Scientists identify an ion channel used by viruses to infect host cells

Researchers from the UAB and the UPF have unravelled a mechanism used by viruses to infect cells. The study provides new lines of research for therapeutic possibilities to tackle Dengue, Hepatitis C and Zika virus infections.

15/06/2018

Researchers from the Department of Biochemistry and Molecular Biology of the UAB and Pompeu Fabra University have unravelled a mechanism used by viruses to infect cells by formally identifying the interaction between an ion channel and an RNA helicase. The study has been published in Nature Communications.

Viruses are very limited in their own ability to replicate and are totally dependent upon host cell proteins for propagation. In order to infect, viruses bind to receptors on the surface of target cells, enter the cells and hijack host cell machinery to achieve their own ends. One type of cell protein that serves multiple roles in viral infections is RNA helicases.

Ion channels are cell surface proteins that regulate the permeation of ions through the cellular membranes. The flow of ions through the channels modifies electrical signals in the cells and causes rapid changes in the concentration of intracellular second messengers, such as calcium, that control different cellular functions.

One of these channels, the TRPV4, is an interesting channel to study because it responds to a diverse array of chemical and physical stimuli. Because of this gating promiscuity, TRPV4 serves as a versatile sensor that allows individual cells and the entire organism to detect changes in their environment.

In this study published in Nature Communications, the research team discovered that the RNA helicase DDX3X interacts with the TRPV4 channel. DDX3X is involved in almost all aspects of RNA metabolism that occur both at the nucleus and the cytoplasm, and is also required for virus replication. Accordingly, DDX3X has been shown to translocate between the cytoplasm and the nucleus, although the mechanisms regulating this process is not well understood.

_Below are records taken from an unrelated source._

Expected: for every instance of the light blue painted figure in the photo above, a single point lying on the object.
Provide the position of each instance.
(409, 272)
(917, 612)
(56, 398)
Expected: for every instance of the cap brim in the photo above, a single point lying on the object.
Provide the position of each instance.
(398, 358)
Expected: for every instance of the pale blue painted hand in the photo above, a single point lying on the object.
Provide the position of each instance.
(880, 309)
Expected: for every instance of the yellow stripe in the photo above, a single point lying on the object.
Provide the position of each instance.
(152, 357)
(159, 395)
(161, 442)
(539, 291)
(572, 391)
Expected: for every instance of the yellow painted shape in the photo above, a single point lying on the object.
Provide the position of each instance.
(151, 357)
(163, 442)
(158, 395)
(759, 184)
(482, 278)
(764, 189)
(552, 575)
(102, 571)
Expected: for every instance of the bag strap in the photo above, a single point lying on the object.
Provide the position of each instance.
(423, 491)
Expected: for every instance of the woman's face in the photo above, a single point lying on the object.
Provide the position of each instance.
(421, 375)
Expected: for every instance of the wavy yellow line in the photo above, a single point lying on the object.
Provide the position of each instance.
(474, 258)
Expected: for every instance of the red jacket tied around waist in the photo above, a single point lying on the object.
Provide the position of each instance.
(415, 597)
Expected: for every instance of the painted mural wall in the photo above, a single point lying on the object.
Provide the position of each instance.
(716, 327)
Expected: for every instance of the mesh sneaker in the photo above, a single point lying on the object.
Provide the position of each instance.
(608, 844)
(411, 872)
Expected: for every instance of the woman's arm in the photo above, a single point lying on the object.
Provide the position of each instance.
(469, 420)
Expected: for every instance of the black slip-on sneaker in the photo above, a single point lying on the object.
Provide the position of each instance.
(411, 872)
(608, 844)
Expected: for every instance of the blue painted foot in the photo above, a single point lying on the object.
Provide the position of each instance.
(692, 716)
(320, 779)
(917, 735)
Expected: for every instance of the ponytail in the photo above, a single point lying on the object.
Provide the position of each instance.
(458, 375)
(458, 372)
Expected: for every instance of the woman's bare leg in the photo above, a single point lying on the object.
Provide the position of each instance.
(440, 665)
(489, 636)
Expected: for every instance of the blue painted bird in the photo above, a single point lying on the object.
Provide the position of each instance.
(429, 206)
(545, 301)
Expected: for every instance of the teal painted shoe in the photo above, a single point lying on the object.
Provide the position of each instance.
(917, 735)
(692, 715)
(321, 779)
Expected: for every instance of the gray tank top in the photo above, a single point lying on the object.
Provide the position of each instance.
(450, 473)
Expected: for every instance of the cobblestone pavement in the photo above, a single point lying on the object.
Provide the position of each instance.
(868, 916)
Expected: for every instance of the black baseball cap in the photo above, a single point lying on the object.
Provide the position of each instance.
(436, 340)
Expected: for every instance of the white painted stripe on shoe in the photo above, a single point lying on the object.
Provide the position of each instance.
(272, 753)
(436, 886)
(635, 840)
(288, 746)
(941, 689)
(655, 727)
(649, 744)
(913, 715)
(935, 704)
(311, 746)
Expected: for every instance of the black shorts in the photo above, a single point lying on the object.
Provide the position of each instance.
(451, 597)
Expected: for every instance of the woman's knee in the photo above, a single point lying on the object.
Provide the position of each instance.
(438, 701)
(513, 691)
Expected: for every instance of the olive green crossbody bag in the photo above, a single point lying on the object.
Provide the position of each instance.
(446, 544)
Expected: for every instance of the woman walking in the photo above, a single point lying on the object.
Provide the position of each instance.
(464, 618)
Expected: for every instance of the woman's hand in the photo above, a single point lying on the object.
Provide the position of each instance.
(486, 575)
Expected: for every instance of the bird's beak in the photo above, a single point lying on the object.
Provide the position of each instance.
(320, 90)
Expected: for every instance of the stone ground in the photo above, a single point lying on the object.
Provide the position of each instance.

Therefore, the researches sought to characterize the functional significance of the interaction between TRPV4 and DDX3X and whether such interaction had any relevance in virus infection. “We have now identified that the TRPV4 channel is also capable of detecting the presence of viral proteins, thereby allowing the influx of calcium into the cell and the movement of DDX3X into the cell nucleus”, explains Pau Doñate, post-doc at the Molecular Physiology Lab and first author of the article.

Over the past years there have been unexpected illnesses and epidemics among humans generated by emerging Dengue, Zika, West Nile and Chikungunya viruses. These RNA viruses are capable of rapid mutation and selecting new variants in the face of environmental changes, hindering the identification of viral targets for pharmacological treatment and the control of epidemics.

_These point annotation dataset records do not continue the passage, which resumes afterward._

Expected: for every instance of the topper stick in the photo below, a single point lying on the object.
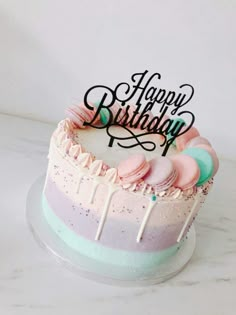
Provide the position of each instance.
(187, 220)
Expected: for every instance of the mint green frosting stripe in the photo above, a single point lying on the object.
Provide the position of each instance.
(100, 252)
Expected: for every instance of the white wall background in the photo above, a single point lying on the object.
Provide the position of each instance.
(53, 51)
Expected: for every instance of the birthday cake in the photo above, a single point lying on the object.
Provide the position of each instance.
(122, 202)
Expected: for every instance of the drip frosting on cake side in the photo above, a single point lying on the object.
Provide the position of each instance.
(84, 192)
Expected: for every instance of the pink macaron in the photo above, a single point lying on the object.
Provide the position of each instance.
(196, 141)
(213, 155)
(183, 139)
(133, 168)
(162, 173)
(187, 169)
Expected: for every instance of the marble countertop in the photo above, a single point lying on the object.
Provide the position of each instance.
(32, 282)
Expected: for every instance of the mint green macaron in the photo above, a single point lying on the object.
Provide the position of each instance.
(204, 161)
(179, 120)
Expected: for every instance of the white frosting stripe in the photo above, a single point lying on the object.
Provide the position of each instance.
(188, 219)
(145, 220)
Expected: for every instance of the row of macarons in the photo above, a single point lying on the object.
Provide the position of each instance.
(195, 165)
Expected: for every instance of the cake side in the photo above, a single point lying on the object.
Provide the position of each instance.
(77, 198)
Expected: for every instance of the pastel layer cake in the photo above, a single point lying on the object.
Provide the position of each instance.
(98, 204)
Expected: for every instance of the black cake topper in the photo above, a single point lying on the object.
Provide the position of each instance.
(147, 97)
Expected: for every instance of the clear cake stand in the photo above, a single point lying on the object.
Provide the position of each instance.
(94, 270)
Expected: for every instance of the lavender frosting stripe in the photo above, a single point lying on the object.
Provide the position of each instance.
(116, 234)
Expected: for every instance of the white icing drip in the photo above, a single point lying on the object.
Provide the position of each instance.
(81, 175)
(75, 151)
(94, 189)
(84, 159)
(111, 175)
(61, 137)
(96, 167)
(188, 219)
(104, 212)
(66, 144)
(145, 219)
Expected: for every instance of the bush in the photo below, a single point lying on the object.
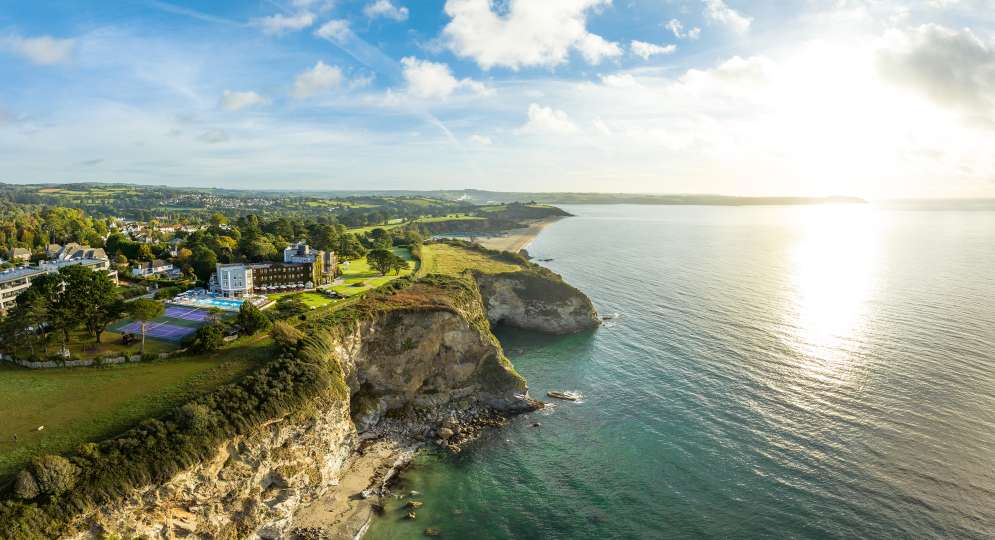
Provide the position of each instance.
(53, 475)
(208, 338)
(251, 319)
(286, 336)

However, as viruses are totally dependent upon host cell proteins for replication, it is of paramount importance to discover novel cell proteins and signalling pathways required for viral infection that may be viable targets for drug therapy regimens.

This approach has the advantage of targeting cellular proteins that are not subject to the rapid mutation rates seen for virus genomes. “Precisely, our finding that genetics of pharmacological inhibition of the TRPV4 channel reduced infection by Dengue, Zika and Hepatitis C viruses, opens new lines of research for therapeutic possibilities to tackle these virus infections”, says Valverde.

"This research allows us better to understand how our epithelial cells detect external stimuli, and at the same time defines new drug targets which open up an array of possibilities in preventing and treating such important viral infections such as Dengue, Zika and Hepatitis C", concludes UAB researcher Alex Perálvarez.